9:30 am A Brief History of Targeted Covalent Drugs: The Journey from Avoided to Essential Medicines
Juswinder Singh, PhD, Founder, Ankaa Therapeutics
Over the last decade there has been remarkable progress in the field of targeted covalent drugs. Despite historical concerns about off-target toxicity, covalent inhibitors have been rationally designed with high specificity and have led to breakthrough therapies for cancer. Targeted covalent inhibitors are also in advanced trials for inflammatory diseases. In showing how covalent inhibitors address unmet medical needs, overcoming specific shortcomings of reversible drugs, I will highlight areas of innovation in covalent drug discovery.
Juswinder Singh, PhD is a scientist and entrepreneur. He is a pioneer in the development of targeted covalent inhibitors and is the Founder and Chief Scientific Officer of Ankaa Therapeutics, a company focused on the development of covalent drugs.
Dr. Singh earned his BSc (First class honors) in Biochemistry and PhD in rational drug design from the University of London in 1988. His PhD work focused on understanding how side chains pack within proteins and how they could be used to rationally
design drugs. This has formed the basis of a computational database and also a book. He has worked in pharma (Parke-Davis 1991-1994) and also biotech (Biogen 1994-2005) where he pioneered computer-assisted drug design.
Dr. Singh has developed methods to design and screen covalent drugs and developed this strategy into a drug discovery platform. His work has formed the basis of multiple drugs (approved and in clinical development) for the treatment of lung, breast cancer
and leukemia and Hepatitis C.
In 2006 he founded and became CSO of Avila Therapeutics, that was the first company to focus on developing the field of targeted covalent drugs.
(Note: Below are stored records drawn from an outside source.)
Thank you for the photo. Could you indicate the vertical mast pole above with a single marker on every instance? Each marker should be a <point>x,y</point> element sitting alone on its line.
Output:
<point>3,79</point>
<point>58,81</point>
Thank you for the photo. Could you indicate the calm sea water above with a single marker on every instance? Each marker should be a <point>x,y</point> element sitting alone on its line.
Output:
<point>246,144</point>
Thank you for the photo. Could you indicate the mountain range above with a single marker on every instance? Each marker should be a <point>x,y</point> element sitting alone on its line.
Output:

In five years he built Avila Therapeutics into a world-class organization, with collaborations with Novartis,
Sanofi, the Leukemia and Lymphoma Society and Clovis Oncology. Avila advanced two drugs into clinical development and also one additional candidate had completed pre-clinical development. In 2012 Avila Therapeutics was acquired by Celgene
for $350M upfront and up to 900M in milestones. In 2013 his company Avila received the New England Venture Capital award for Exit of the Year. He was awarded the 2016 ACS George and Christine Sosnovsky award for outstanding contributions
to cancer research. In 2016 he was awarded the Excellence in Innovation Award by the Chinese-American Biomedical Association.